Ariadne measures this with Hybrid Fusion, its patented camera-free method. Time-of-Flight depth sensing counts every visitor at the entrances, capturing geometry rather than images, while patented phone signal sensing follows movement through the interior, detecting the signals a phone emits even in airplane mode, and tracks that movement to about one-metre precision. The sensor streams both feeds to Ariadne, where Hybrid Fusion combines them into one trajectory per visit and computes counts, dwell, and paths. The streams carry no identifier: no MAC address, no device ID, no biometric data, and no camera is involved. Identifiers are stored only when a visitor explicitly opts in, which keeps the method GDPR-friendly and outside biometric territory.

That is why the map format is a real decision, not a formality.

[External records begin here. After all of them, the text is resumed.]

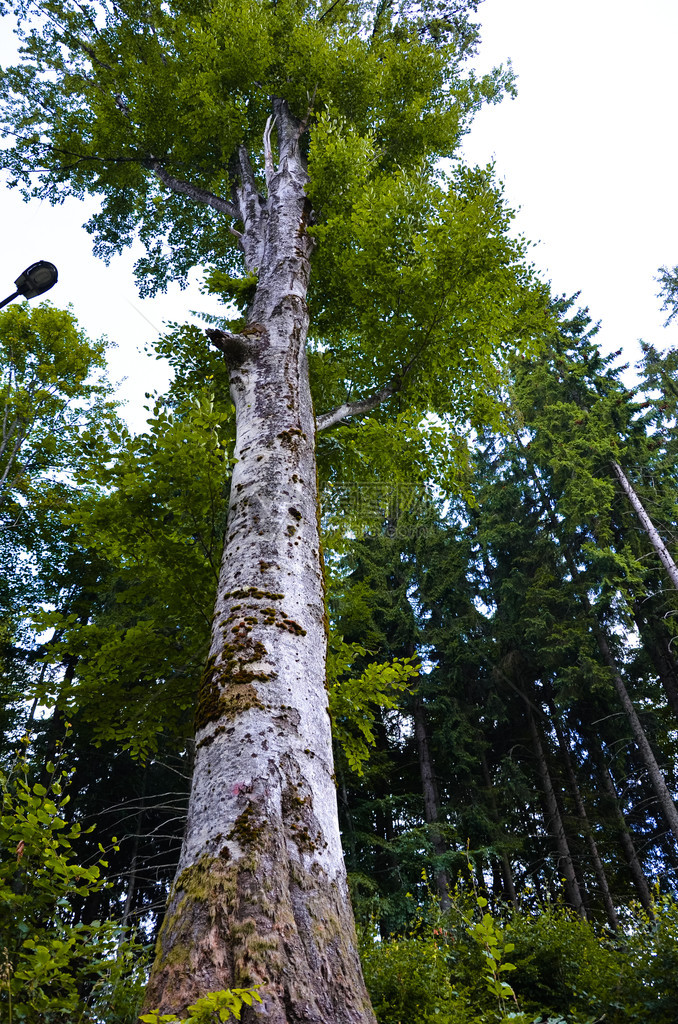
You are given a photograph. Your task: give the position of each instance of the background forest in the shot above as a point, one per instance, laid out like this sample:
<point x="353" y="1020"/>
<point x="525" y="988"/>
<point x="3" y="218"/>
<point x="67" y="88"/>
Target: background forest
<point x="503" y="668"/>
<point x="506" y="810"/>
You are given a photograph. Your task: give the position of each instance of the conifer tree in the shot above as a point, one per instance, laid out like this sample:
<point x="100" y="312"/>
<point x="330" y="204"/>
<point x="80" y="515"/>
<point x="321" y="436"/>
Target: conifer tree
<point x="263" y="139"/>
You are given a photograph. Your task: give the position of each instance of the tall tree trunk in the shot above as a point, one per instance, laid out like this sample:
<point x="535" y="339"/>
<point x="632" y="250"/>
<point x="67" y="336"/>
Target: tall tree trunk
<point x="581" y="810"/>
<point x="648" y="526"/>
<point x="554" y="822"/>
<point x="260" y="894"/>
<point x="507" y="872"/>
<point x="431" y="808"/>
<point x="133" y="864"/>
<point x="664" y="797"/>
<point x="635" y="868"/>
<point x="657" y="645"/>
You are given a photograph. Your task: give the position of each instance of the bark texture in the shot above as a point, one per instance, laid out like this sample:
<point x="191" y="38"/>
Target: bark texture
<point x="664" y="797"/>
<point x="648" y="526"/>
<point x="260" y="895"/>
<point x="632" y="860"/>
<point x="555" y="824"/>
<point x="431" y="802"/>
<point x="596" y="860"/>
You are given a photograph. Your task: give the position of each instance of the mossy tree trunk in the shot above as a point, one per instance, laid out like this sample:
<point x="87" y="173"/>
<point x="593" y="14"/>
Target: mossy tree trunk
<point x="260" y="894"/>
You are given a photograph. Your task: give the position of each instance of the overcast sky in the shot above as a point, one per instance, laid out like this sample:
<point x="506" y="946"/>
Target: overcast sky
<point x="587" y="153"/>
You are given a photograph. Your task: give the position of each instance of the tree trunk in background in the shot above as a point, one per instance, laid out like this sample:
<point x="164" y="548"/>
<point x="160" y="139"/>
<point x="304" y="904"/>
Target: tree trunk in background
<point x="662" y="655"/>
<point x="648" y="526"/>
<point x="626" y="840"/>
<point x="554" y="822"/>
<point x="131" y="886"/>
<point x="431" y="806"/>
<point x="581" y="810"/>
<point x="507" y="872"/>
<point x="655" y="775"/>
<point x="260" y="894"/>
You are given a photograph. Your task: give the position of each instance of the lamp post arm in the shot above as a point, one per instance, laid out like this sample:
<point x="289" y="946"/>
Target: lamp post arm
<point x="8" y="299"/>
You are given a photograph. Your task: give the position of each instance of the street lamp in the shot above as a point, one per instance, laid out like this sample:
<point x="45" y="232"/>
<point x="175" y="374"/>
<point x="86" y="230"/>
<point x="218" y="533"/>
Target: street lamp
<point x="36" y="279"/>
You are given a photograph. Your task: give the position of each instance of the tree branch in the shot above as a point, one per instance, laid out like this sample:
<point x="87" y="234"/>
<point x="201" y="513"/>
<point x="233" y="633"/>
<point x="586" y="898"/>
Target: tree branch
<point x="193" y="192"/>
<point x="357" y="408"/>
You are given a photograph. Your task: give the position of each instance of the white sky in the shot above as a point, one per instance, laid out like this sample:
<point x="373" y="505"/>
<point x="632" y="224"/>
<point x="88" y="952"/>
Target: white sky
<point x="587" y="152"/>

Keep the map consistent across venues and the positioning layer scales; let each venue drift into its own format and every measurement becomes a special case. To see the positioning side as a product, see Ariadne indoor navigation.

FAQ

What is the difference between IMDF and GeoJSON?

GeoJSON is a general-purpose format for encoding geographic geometry in JSON, published by the IETF as RFC 7946. IMDF is built on GeoJSON but adds a fixed vocabulary of venue, level, unit, opening, and point-of-interest feature types, so indoor maps stay structurally consistent across venues. In short, IMDF is indoor structure built on top of the GeoJSON encoding.

Is IMDF an open standard?

IMDF was created and is stewarded by Apple as a published specification, and it has been adopted by the Open Geospatial Consortium as a Community Standard. It is built on the open GeoJSON encoding, which means tools that already read GeoJSON have a head start on reading IMDF.

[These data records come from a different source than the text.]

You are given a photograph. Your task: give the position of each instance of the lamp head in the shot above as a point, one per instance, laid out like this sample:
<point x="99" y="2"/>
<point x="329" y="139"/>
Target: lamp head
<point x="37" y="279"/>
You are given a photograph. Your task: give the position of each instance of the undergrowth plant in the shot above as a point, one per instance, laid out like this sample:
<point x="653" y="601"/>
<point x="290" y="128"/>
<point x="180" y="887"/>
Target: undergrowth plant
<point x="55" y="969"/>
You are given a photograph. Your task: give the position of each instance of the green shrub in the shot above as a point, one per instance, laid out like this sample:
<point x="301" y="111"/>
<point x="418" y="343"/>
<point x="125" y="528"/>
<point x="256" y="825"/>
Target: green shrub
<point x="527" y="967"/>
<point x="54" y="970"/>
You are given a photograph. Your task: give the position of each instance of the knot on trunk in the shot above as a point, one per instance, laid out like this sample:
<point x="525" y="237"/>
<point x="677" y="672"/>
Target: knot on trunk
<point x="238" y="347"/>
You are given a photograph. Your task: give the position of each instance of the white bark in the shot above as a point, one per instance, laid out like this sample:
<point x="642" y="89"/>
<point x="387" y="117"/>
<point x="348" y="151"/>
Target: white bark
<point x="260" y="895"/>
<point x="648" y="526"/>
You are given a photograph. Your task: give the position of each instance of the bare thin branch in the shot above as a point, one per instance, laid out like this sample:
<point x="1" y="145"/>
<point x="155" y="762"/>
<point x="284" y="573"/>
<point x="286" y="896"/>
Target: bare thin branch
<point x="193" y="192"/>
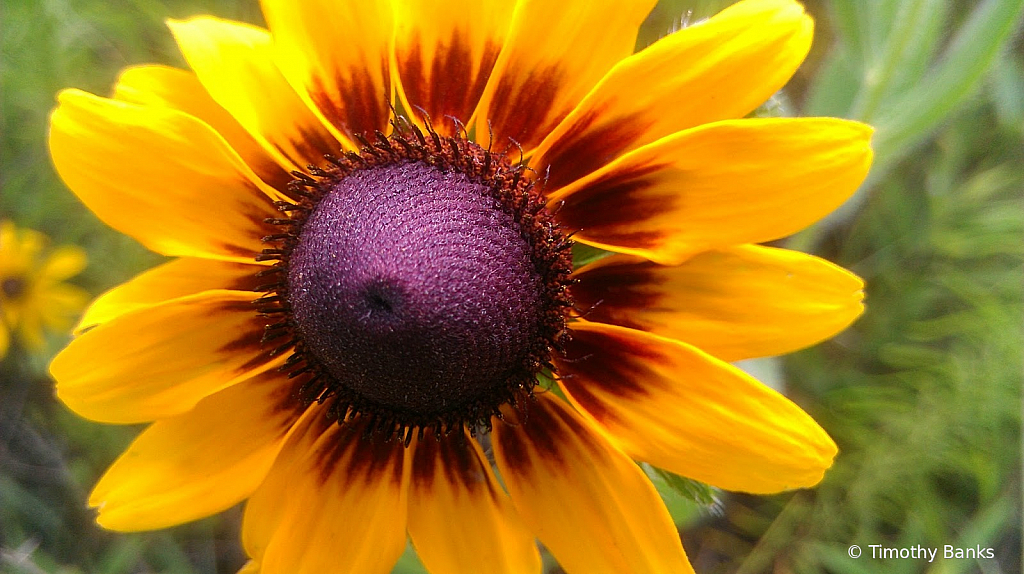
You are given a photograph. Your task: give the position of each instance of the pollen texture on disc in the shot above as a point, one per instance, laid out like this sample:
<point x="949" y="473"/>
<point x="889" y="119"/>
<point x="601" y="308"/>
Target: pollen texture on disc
<point x="415" y="290"/>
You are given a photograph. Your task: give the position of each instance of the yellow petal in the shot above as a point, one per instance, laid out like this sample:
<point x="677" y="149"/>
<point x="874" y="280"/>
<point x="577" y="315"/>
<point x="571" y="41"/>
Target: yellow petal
<point x="4" y="339"/>
<point x="587" y="501"/>
<point x="202" y="461"/>
<point x="171" y="280"/>
<point x="334" y="501"/>
<point x="719" y="69"/>
<point x="161" y="176"/>
<point x="444" y="51"/>
<point x="554" y="54"/>
<point x="161" y="360"/>
<point x="460" y="519"/>
<point x="337" y="58"/>
<point x="738" y="181"/>
<point x="676" y="407"/>
<point x="235" y="62"/>
<point x="737" y="303"/>
<point x="168" y="87"/>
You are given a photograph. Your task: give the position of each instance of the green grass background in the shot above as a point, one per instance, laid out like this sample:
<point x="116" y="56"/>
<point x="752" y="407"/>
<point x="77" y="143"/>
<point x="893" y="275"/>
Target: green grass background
<point x="923" y="394"/>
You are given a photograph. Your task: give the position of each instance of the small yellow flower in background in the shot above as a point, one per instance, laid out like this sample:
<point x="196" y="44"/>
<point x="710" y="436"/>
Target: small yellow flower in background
<point x="361" y="305"/>
<point x="34" y="298"/>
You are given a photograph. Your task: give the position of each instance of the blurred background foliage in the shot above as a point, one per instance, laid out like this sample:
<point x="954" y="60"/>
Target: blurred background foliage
<point x="923" y="394"/>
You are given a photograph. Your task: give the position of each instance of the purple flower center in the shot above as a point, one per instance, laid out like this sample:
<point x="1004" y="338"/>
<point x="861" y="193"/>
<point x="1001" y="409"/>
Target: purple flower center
<point x="417" y="291"/>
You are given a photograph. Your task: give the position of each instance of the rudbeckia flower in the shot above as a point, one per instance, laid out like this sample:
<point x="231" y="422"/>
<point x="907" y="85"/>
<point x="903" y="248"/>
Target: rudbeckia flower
<point x="34" y="297"/>
<point x="373" y="208"/>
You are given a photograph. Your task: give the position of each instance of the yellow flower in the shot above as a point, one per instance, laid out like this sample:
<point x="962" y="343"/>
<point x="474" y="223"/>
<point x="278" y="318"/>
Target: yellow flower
<point x="416" y="282"/>
<point x="33" y="296"/>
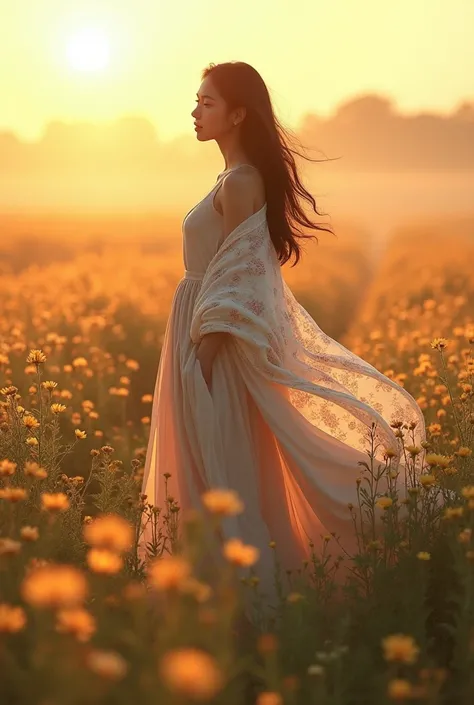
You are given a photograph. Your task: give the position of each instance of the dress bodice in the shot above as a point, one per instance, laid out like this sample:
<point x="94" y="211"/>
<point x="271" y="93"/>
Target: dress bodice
<point x="203" y="229"/>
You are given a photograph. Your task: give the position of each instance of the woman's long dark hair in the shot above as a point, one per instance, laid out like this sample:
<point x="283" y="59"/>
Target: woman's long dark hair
<point x="266" y="143"/>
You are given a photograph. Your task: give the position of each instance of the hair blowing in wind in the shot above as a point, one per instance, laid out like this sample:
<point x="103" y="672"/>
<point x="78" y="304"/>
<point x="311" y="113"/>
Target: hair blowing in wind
<point x="266" y="142"/>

What is IndoorGML used for?

IndoorGML is an Open Geospatial Consortium standard that models indoor space and, alongside it, a node-relation graph of how spaces connect. That graph is what a routing engine traverses to compute a path, which makes IndoorGML the reference point when the navigation network itself is the priority.

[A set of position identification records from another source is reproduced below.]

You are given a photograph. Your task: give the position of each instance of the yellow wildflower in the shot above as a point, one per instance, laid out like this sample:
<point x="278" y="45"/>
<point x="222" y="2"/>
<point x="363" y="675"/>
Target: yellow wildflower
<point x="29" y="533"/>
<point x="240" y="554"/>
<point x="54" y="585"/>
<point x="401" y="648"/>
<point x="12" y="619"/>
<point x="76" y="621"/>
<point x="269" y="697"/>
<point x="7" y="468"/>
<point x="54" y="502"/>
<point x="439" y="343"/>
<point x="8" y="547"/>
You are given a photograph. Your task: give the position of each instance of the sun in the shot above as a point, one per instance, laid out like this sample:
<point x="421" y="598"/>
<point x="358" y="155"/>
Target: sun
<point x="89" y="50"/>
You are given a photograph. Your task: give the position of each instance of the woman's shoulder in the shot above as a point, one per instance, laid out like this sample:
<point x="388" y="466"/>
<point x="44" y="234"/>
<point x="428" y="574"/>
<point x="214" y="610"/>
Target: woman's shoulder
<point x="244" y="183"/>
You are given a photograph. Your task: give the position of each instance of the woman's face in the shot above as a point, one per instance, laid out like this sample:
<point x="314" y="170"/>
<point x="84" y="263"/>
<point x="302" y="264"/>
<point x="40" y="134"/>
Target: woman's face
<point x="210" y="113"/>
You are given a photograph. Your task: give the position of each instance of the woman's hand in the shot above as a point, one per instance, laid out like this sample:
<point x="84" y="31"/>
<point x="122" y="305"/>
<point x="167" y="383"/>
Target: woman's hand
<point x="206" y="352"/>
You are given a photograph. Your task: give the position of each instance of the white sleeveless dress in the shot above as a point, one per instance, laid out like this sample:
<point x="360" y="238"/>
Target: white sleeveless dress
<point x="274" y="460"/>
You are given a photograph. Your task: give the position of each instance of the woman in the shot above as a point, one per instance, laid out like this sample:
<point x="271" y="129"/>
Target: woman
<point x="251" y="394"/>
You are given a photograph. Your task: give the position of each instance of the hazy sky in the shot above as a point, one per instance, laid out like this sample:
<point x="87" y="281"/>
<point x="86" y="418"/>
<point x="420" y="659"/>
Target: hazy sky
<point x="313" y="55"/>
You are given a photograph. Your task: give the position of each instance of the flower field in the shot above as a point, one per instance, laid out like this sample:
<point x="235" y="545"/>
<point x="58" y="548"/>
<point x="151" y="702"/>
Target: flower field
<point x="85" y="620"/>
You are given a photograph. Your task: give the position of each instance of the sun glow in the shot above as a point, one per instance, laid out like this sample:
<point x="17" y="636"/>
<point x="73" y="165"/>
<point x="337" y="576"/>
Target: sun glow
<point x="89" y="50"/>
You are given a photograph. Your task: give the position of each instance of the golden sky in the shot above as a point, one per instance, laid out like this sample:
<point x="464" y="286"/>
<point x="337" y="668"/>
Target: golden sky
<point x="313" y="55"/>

Does a standard indoor map tell you where visitors are?

No. A standard map describes the building, including its floors, units, and destinations. Locating a visitor on that map in real time is a separate positioning layer. A navigation or analytics system needs both: the map for the structure and the positioning layer for live location.

Does locating visitors on an indoor map require cameras?

From map data to navigation

No. Ariadne counts with Hybrid Fusion: Time-of-Flight depth sensing plus patented phone signal sensing, never cameras. Time-of-Flight captures geometry rather than images, and signal sensing captures no MAC address by default, so the measurement involves no video, no faces, and no biometric data.